Dans l’épisode 37, Beyonder tue tous les Nouveaux Mutants et efface leur existence de l’esprit de tous leurs proches. Cette fin très sombre est haletante pour une lecture mensuelle. Le mois suivant la célèbre couverture d’Arthur Adams indique la résurrection de toute l’équipe. Par un monologue de Dani, on apprend que le Beyonder les a ressuscités avec le souvenir de cette mort mais où cela s’est passé ? L’épisode commence très fort par un cauchemar de Magnéto qui rêve des Nouveaux Mutants alors qu’ils n’existent pourtant pas. Ils retournent se coucher dans leur tombe. La Reine blanche lui offre son aide pour guérir les Nouveaux Mutants traumatisés. Tous ses élèves ont régressé au niveau de départ.
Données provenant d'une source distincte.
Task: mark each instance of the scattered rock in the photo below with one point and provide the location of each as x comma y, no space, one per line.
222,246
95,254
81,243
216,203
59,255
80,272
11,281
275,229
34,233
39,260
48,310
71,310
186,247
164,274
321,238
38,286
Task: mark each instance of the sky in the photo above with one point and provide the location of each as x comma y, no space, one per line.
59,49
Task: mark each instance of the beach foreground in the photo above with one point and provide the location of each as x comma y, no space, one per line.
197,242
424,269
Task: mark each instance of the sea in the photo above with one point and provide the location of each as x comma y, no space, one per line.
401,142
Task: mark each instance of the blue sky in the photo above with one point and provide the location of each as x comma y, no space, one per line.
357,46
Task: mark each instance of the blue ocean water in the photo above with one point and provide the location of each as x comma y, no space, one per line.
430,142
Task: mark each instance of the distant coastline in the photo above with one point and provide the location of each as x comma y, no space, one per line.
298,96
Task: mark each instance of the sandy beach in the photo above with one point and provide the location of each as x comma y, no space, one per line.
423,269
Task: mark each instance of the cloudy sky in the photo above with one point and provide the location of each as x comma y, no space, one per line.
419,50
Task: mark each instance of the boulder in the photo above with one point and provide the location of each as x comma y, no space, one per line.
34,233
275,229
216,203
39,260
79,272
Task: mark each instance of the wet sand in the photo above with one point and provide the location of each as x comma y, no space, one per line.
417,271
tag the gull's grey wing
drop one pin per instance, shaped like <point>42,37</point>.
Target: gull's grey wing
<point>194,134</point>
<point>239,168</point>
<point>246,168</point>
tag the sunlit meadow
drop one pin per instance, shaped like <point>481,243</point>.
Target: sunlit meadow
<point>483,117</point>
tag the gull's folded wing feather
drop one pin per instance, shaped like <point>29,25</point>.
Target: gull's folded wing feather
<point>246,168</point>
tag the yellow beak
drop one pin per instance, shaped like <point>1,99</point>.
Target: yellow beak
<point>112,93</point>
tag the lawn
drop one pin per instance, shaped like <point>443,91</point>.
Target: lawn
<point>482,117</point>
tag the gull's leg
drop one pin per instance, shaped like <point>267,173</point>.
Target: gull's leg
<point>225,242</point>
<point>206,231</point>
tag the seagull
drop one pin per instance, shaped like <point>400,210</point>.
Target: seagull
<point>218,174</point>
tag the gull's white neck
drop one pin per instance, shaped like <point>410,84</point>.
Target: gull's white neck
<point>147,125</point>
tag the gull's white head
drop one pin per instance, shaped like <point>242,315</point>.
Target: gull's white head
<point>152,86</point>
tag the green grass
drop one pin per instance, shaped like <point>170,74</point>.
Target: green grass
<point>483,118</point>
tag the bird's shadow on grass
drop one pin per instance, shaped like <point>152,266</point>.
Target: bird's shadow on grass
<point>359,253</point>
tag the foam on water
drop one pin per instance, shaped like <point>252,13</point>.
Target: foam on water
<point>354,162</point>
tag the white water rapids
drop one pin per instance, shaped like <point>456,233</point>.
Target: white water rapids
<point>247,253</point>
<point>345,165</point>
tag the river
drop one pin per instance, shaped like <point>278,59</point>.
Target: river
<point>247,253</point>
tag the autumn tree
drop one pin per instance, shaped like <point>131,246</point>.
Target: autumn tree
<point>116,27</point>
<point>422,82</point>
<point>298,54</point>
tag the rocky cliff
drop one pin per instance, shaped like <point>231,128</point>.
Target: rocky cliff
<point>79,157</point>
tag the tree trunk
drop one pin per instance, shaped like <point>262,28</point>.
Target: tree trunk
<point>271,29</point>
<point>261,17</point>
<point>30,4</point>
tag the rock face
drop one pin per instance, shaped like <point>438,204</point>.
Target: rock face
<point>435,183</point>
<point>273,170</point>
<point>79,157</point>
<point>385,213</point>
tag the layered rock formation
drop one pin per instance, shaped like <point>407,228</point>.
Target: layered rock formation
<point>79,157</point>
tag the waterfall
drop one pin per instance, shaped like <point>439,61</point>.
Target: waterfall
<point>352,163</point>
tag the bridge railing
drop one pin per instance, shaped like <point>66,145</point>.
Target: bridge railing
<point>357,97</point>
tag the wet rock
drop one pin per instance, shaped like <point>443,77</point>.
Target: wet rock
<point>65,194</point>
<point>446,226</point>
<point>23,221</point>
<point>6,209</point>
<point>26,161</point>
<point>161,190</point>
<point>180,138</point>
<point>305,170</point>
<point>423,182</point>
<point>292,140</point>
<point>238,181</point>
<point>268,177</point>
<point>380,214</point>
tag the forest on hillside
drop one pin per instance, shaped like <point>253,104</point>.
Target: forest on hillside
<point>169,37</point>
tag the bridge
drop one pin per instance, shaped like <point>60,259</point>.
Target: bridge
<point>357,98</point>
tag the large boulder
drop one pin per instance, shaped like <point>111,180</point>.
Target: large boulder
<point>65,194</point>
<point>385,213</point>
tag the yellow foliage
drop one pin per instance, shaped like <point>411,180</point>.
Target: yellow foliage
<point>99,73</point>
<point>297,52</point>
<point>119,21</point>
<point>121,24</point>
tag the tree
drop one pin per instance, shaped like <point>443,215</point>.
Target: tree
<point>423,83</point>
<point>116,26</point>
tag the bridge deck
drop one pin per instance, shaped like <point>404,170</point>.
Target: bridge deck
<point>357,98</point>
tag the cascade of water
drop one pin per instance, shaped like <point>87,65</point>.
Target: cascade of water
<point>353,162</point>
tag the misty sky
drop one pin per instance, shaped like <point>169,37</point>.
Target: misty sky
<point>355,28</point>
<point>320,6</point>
Magnéto comme ses élèves est en plein doute : sont-ils au niveau ?

Alors, convaincus ?

J’ai tout d’abord été subjugué par la splendeur du dessin de Bill Sienkiewicz. Ce volume est aussi une preuve du génie de Chris Claremont avec un enchevêtrement de lignes narratives et une finesse des personnages. J’ai en particulier apprécié les runs sur les parents de Mirage et sur Légion. La fin du dernier épisode est frustrant. Ne trouvant de solution, Magnéto ferme l’école et Nouveaux Mutants vont dans l’école des Hellions d’Emma Frost. Espérons que je puisse lire la suite dans l’intégrale.